A distância entre o governo Berlusconi e o fascismo é uma coisa tão óbvia que só uma mente deformada não consegue enxergá-la. Para o sr. Del Roio, porém, o mero sentimento de incomodidade que afeta os italianos quando vêem a imigração usada como instrumento de ocupação cultural já é uma prova inequívoca de “fascismo”. Mas mesmo que o gabinete Berlusconi estivesse repleto de camisas-negras e cantasse “Facceta nera” no início de todas as suas sessões, sua periculosidade seria quase nula em comparação com as tradições que o próprio sr. Del Roio representa. Nessas condições, a simples disposição de discutir as opiniões dessa criatura num jornal respeitável já é, de certo modo, corromper a opinião pública, cegando-a para os verdadeiros termos da equação em jogo. Nenhum comunista tem o direito moral de falar em “liberdade”, “direitos humanos” e coisas dessa ordem – nem mesmo quando, na falsidade geral do quadro que ele impinge ao público, alguns fatos se destacam como verdades isoladas.

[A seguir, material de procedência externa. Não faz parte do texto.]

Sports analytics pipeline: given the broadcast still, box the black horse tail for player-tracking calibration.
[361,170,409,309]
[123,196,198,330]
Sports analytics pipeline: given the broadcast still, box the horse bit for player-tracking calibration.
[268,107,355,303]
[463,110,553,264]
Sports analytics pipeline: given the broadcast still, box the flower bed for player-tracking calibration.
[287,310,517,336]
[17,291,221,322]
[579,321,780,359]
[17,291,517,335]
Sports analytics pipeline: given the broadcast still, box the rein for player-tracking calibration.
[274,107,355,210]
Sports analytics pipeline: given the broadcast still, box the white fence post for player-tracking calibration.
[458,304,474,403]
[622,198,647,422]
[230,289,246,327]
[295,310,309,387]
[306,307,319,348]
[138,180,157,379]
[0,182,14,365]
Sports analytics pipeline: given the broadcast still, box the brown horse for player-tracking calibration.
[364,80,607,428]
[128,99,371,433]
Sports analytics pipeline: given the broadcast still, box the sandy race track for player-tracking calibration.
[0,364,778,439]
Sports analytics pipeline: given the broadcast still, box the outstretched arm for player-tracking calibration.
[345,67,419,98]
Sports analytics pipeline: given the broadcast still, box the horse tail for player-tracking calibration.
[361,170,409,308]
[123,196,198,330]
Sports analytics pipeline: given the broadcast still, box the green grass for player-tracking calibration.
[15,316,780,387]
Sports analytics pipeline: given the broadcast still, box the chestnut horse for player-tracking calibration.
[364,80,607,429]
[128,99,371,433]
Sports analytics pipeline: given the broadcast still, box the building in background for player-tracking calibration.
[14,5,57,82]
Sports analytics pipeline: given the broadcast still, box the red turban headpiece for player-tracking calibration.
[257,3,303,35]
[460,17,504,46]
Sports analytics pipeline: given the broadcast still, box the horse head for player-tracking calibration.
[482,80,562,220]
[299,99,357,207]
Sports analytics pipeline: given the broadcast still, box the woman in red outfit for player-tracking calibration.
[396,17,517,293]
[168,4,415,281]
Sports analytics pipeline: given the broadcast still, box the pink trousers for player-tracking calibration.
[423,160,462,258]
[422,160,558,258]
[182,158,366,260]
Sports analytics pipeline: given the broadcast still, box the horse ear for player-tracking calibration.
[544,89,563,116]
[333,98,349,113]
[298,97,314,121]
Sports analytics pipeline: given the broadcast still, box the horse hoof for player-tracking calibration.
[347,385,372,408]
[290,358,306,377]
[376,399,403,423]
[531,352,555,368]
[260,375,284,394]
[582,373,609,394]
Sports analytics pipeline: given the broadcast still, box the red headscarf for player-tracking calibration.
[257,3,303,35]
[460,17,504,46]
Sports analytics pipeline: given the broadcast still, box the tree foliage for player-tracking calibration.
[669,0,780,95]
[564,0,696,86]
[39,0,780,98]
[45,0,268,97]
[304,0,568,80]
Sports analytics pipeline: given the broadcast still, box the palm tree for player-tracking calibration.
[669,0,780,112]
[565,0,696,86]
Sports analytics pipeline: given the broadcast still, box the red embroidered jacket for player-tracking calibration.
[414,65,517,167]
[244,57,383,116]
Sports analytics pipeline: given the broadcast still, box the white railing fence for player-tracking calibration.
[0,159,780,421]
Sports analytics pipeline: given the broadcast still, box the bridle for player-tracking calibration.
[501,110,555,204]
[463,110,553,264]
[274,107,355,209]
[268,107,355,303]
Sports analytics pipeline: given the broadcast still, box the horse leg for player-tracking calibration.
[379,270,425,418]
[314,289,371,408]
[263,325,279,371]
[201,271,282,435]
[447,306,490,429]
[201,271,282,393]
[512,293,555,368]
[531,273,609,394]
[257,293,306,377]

Mas na entrevista do sr. Del Roio não há nem mesmo verdades isoladas. Ele considera um escândalo, por exemplo, que o governo italiano tente neutralizar velhos conflitos históricos recusando-se a endossar a distinção maniqueísta que transforma todos os fascistas em demônios e todos os partiggiani comunistas em heróis angélicos. Como militantes comunistas, os partiggiani carregavam nas costas mais crimes de assassinatos em massa do que Mussolini ousaria sequer imaginar. Se, no contexto local e momentâneo, lutavam ao lado de democratas sinceros contra um regime autoritário, isto não faz deles “combatentes pela liberdade”, mas apenas aproveitadores que tentaram se utilizar de uma aliança com os democratas para substituir o mero autoritarismo de Mussolini pelo totalitarismo de Stalin. Não há mérito nenhum nisso. Há apenas hipocrisia e cinismo, exatamente como nos terroristas brasileiros pagos e treinados por Fidel Castro para trocar o autoritarismo brando e hesitante dos nossos militares por um regime de feição cubana, com um agente da polícia secreta para cada 28 habitantes.

Quando a agência Carta Maior divulga a entrevista do sr. Del Roio sem dar ao leitor a mínima idéia do contexto histórico em que se inserem as suas palavras, ela faz propaganda comunista e desinformação. Não discuto, por demasiado cínica, a tentativa que o entrevistado faz de classificar o autor de quatro assassinatos como “homem inofensivo”. Nem discuto a comparação que ele monta entre Cesare Battisti e os governantes estrangeiros exilados no Brasil, Marcelo Caetano e Alfredo Stroessner. No caso deste último, a comparação, embora juridicamente despropositada, é quase justa do ponto de vista moral. No de Marcelo Caetano, que jamais foi um ditador, mas apenas herdeiro acidental de uma ditadura que ele tentou abrandar por todos os meios, é totalmente absurda. Mas, nos dois casos, equalizar chefes de Estado com um assassino já condenado pela justiça é obviamente capcioso. Nenhum desses dois políticos estava condenado com sentença transitada em julgado, que é precisamente o caso de Battisti – um homem que seus próprios companheiros de militância repelem como assassino feroz indigno de piedade.

No mesmo momento em que a Carta Maior espalha a mensagem do sr. Del Roio como se fosse uma defesa sincera dos direitos humanos, começa em Phnom Penh o primeiro julgamento de um genocida comunista – um dos líderes do Khmer Vermelho –, com meio século de atraso e sem a mais mínima repercussão na mídia internacional. O esforço pertinaz da classe jornalística em toda a parte para ocultar os crimes comunistas sob espantalhos de ocasião como o fascismo italiano ou o ex-ditador chileno Augusto Pinochet é, em si mesma, um crime contra a humanidade. Mas esse crime já se tornou tão rotineiro que já ninguém mais o percebe como tal.